Focus: And how did you determine antimicrobial ability?
Goldin: In the conventional way. We grew a pathogen out on an agar plate and then put the LGG (or other probiotic) in and if it was antimicrobial you’d see a clear area around the LGG colony.
Focus: When you isolated the organism, did you have any idea how beneficial it would turn out to be for human health?
Goldin: We had no idea. By pure serendipity a colleague of ours at Tufts, a virologist who had isolated the toxin produced by C. difficile bacteria, decided to add LGG to the C. difficile culture and found out it counteracted the toxin.
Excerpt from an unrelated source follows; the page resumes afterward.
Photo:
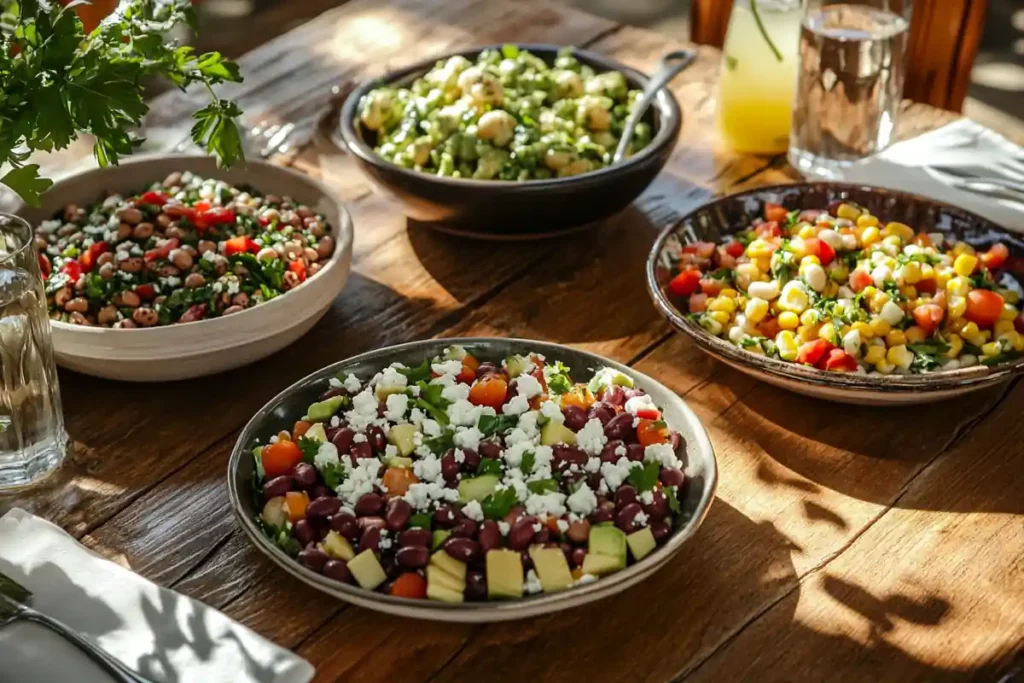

So then we gave it to people who had recurring C. difficile infection, and relapses were prevented. Today LGG is the most widely studied probiotic in the world, one of the few for which there is good evidence for medical usefulness.
Focus: Do you use it yourself?
Goldin: My family uses it. I myself have a rock solid GI tract. But my wife and daughter use it. My daughter recently had severe tonsillitis and was miserable with a terrible earache and bad sore throat. I took her to the ENT, who prescribed her Clindamycin and LGG to prevent diarrhea. I looked over at him and said, “Hey, that’s the organism I co-discovered.” She took the LGG and didn’t get diarrhea.
Focus: Are you continuing your work on LGG?
Goldin: We’re studying the combination of prebiotics and LGG right now, to see if we can increase the counts or effectiveness of the organism. We also have a research study looking at how LGG influences the gastrointestinal immune system.